Even though we did not find that anonymisation made a significant difference to scoring, we decided to continue the practice under close monitoring because of the apparent effect on gender balance. At a minimum, receiving an anonymous application reminds reviewers of the risk of unconscious bias and may provide a cue for control. Given the lack of robust evidence for this approach, we recommend continuous monitoring and careful evaluation to avoid unintended consequences.

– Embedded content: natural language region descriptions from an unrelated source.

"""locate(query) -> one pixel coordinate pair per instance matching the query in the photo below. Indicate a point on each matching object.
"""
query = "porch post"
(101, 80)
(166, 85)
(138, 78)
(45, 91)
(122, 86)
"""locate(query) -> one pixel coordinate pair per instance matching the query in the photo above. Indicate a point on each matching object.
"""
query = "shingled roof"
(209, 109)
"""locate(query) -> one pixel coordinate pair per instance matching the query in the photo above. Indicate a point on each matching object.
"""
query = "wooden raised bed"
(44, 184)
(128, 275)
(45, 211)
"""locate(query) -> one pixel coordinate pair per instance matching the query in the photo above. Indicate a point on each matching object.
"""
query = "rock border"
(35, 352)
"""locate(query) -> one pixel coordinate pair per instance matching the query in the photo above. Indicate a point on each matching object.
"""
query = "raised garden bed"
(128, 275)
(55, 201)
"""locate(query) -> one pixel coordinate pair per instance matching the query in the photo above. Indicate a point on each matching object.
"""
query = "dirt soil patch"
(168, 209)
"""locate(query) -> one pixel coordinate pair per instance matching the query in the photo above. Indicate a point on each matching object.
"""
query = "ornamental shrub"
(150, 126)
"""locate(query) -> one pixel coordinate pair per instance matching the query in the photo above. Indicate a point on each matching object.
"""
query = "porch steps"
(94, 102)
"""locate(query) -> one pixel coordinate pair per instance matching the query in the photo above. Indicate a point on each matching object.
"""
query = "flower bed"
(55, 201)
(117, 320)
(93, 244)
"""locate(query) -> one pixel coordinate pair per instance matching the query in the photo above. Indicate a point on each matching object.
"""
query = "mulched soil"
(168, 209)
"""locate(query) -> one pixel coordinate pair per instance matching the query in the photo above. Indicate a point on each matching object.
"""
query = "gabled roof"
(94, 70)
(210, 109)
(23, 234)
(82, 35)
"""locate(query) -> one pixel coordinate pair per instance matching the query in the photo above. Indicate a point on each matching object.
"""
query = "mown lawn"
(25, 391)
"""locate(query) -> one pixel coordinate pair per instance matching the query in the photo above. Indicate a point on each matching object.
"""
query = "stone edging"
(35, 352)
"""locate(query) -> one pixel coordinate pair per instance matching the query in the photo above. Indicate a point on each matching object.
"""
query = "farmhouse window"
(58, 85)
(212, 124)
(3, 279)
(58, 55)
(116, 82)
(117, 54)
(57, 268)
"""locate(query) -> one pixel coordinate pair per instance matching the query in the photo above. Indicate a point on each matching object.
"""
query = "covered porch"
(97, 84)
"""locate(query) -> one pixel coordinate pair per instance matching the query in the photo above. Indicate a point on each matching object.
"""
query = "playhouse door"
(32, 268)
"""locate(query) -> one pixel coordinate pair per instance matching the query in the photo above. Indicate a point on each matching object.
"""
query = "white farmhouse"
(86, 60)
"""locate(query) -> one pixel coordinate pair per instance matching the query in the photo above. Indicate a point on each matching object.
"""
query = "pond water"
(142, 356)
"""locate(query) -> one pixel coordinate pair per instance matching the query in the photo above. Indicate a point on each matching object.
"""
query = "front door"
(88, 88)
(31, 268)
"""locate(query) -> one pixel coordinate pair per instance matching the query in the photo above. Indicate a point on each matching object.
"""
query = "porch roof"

Measures recommended to enhance gender equality are often focussed on women, e.g., leadership or professional development training and gender-concordant mentoring [27]. Women are not the source of gender inequality, and even well-intentioned initiatives can paradoxically create barriers by demanding more of women’s time. We recommend investigation into solutions which tackle gender inequality at an organisational and societal level, giving appropriate recognition to intersectionality and the needs of groups who are URiM.